The proposed methods were evaluated during picking tasks on the shop floor in two phases: first, to have an understanding of first impressions from twenty-six participants, including individuals with different occupation and expertise. This feedback was used to improve the prototypes before the second study, in which, ten participants that had never conducted (except one expertise operator and two participants with little experience) the selected tasks used three different conditions: C1 — paper; C2 — HMD; C3 — HHD. The goal was to verify which conditions were more adequate and could contribute with higher productivity for the task.

Results emphasize the potential of Pervasive AR for operators picking activities on the shop floor environment, in particular for training operators not familiar with the tasks and to help in finishing the tasks. Although both conditions seem as valid options to support operators, condition C2 was preferred by all participants, being considered more useful and efficient on the shop floor scenarios, mostly due to its hand-free setting, as well as higher time efficiency, less cognitive and physical effort and providing a higher level of satisfaction. On the other hand, although condition C3 was faster than C1, it was not considered by the participants as presenting significant advantages in the other dimensions compared to C1.
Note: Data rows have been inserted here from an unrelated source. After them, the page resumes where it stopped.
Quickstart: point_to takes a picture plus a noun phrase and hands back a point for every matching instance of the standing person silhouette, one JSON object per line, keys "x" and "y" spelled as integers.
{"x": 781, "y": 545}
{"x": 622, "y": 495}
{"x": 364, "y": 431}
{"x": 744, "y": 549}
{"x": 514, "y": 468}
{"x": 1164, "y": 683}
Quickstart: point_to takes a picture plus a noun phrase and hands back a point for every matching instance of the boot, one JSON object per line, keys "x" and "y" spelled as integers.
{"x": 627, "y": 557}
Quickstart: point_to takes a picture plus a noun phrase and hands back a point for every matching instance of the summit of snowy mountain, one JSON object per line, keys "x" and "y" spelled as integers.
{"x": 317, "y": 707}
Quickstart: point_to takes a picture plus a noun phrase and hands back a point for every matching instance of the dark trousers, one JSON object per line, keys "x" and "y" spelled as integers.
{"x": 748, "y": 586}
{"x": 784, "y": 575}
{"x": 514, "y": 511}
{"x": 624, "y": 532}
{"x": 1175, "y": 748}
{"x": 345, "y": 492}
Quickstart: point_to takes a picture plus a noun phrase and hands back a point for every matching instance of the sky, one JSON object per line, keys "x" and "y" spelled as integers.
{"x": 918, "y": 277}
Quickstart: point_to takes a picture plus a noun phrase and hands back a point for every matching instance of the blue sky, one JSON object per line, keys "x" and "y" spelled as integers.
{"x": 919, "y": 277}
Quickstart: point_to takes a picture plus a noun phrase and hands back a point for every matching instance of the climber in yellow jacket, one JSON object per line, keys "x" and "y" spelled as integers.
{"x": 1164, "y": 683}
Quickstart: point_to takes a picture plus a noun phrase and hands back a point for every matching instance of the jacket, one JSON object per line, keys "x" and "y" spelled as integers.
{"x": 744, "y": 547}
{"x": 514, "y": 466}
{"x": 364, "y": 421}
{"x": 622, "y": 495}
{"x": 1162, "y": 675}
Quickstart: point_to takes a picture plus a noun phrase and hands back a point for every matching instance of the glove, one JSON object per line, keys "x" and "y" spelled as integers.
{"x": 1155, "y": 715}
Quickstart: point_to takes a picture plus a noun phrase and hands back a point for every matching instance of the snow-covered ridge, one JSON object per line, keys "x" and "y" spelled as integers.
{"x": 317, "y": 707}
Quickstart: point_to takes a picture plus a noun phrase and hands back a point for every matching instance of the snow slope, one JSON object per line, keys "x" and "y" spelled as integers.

The study also revealed that careful attention is required when designing the experimental protocol to ensure that the assembly line is not disrupted during labor. Additionally, it is important to ensure the safety of participants when using the developed tool, as their level of awareness may be affected, especially if they are not familiar with the devices used. The access to a considerable number of participants on the shop floor during the conducted evaluations was difficult to achieve and time consuming. Besides, some workers were hesitant to cooperate as they seemed concerned that the technology could replace their jobs in the future, or that could be used to monitor their performance.

As next steps, the authors intend to study upgraded validation mechanisms, as well as, to conduct longitudinal studies on the shop floor environment. Although some insights were already obtained, longer studies and more complex tasks are an opportunity to better comprehend how AR solutions may affect operators health, motivation, and productivity on a daily basis.

Furthermore, explore co-located collaborative use-cases, requiring various operators to work together on shared goals, while taking advantage of the benefits of Pervasive AR in Industrial scenarios.